Ainda em relação à matriz energética, Sachs afirmou que a construção da usina de Belo Monte “não é totalmente certa, nem totalmente errada”. Para ele, ainda estamos em tempo de incluir as populações ribeirinhas no debate acerca do projeto. “Terá impactos ambientais, mas se comparamos com a construção de Tucuruí, este é um belo projeto”, disse. A hidrelétrica de Tucuruí foi construída em Belém, em 1976, sob diversos protestos de ambientalistas, dado os fortes impactos negativos que causou no ecossistema daquela região. Sachs defendeu, entretanto, que o potencial hidrelétrico na Amazônia deve ser reconhecido e aproveitado, uma vez que essa forma de produção de energia é preferível à nuclear ou térmica.
A vez dos trópicos
Os países tropicais e subtropicais terão um papel central na construção da nova biocivilização. “Este cenário reverte a tese da inferioridade dos trópicos. Nesta região se concentram a maior biodiversidade do mundo e climas propícios para as biomassas, dando condições para que a área lidere a revolução azul”, destacou. O termo revolução azul faz referência a revolução verde e designa o desenvolvimento da aquacultura para manter a qualidade de vida e evitar a destruição dos oceanos. Para Sachs, um dos aspectos a serem explorados é a criação de peixes vegetarianos, que poderão ser a principal fonte de proteína animal para a humanidade no futuro. “Precisamos pensar nos impactos da criação de gado bovino. No longo prazo teremos menos churrasco e mais peixes”, disse. Além disso, a revolução azul pode ajudar a reduzir o problema da limitação da superfície terrestre para a produção de alimentos, embora, atualmente, a fome seja um problema ocasionado mais pela organização das sociedades, do que por um problema de oferta.

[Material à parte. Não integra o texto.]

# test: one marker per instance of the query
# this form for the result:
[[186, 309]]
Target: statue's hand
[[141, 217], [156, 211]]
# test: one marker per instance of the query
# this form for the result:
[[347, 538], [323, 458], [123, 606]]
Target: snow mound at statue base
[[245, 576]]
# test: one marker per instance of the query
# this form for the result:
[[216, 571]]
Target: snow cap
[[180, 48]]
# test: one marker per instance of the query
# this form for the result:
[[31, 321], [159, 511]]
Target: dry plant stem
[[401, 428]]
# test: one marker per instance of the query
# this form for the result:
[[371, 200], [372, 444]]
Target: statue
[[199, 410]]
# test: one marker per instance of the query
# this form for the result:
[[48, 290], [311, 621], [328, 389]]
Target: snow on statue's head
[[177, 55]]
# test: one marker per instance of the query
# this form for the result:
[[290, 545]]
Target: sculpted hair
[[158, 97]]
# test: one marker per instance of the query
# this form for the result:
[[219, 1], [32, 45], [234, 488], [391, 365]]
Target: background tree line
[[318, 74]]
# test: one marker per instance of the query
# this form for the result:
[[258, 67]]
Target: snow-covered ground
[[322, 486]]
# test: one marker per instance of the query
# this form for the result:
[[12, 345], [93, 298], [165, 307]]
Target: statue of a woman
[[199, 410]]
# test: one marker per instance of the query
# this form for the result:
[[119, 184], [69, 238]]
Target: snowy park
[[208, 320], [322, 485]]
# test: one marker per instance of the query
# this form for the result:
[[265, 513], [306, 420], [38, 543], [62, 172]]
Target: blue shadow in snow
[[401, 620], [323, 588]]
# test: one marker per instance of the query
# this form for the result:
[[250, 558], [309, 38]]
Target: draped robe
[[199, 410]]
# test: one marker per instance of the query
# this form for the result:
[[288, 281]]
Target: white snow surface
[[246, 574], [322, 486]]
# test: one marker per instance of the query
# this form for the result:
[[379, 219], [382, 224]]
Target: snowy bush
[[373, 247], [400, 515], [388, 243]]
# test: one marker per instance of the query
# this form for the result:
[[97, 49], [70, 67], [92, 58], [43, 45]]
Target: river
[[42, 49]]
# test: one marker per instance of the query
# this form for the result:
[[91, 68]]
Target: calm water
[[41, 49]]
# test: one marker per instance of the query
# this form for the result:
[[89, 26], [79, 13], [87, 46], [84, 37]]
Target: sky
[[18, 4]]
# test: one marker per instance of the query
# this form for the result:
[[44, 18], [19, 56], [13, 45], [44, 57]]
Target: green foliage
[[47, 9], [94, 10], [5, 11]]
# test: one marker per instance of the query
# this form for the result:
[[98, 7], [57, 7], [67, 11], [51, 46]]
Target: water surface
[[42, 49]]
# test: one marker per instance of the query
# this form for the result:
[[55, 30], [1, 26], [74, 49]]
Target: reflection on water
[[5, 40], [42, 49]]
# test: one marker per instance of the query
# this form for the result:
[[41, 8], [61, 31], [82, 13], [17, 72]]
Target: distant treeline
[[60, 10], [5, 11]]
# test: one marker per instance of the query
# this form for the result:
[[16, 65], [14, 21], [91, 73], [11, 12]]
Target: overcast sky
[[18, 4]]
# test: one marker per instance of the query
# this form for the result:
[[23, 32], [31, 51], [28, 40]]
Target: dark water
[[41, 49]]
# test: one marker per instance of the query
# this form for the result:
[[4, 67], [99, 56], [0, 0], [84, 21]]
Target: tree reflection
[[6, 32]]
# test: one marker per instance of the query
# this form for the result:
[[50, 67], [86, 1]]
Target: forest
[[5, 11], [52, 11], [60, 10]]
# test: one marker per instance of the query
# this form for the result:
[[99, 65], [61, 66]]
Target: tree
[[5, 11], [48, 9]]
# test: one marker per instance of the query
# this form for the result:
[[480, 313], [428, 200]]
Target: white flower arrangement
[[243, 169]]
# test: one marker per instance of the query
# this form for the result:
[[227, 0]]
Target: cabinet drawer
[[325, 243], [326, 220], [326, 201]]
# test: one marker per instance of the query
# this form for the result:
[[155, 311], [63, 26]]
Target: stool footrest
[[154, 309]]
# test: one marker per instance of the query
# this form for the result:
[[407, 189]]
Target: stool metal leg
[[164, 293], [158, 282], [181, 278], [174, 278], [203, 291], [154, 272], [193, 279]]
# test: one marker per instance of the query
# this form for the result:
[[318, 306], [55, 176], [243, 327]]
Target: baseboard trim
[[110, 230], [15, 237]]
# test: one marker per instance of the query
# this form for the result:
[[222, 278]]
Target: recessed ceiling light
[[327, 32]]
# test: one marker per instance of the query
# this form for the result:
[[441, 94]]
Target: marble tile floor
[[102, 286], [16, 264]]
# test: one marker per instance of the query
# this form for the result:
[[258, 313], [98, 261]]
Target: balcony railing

O economista lembrou que ainda será necessário manter um período de crescimento econômico para reduzir as desigualdades sociais e, por isso, é preciso desenvolver uma estratégia triplamente positiva - de crescimentocom melhoras ambientais e sociais. Questionado sobre a necessidade de uma revolução estrutural, ante tantos problemas no horizonte do capitalismo, Sachs foi pragmático. Para o polonês, é preciso primeiramente aproveitar todas as brechas no sistema atual. E, em sua opinião, já há três possibilidades colocadas: a construção de uma rede mundial de serviços sociais de saúde, educação e saneamento; a ampliação ao máximo da economia social ou solidária dentro da economia de mercado com as organizações que fazem o uso social do lucro, e não buscam o lucro individual máximo; e a redução da emissão de carbono.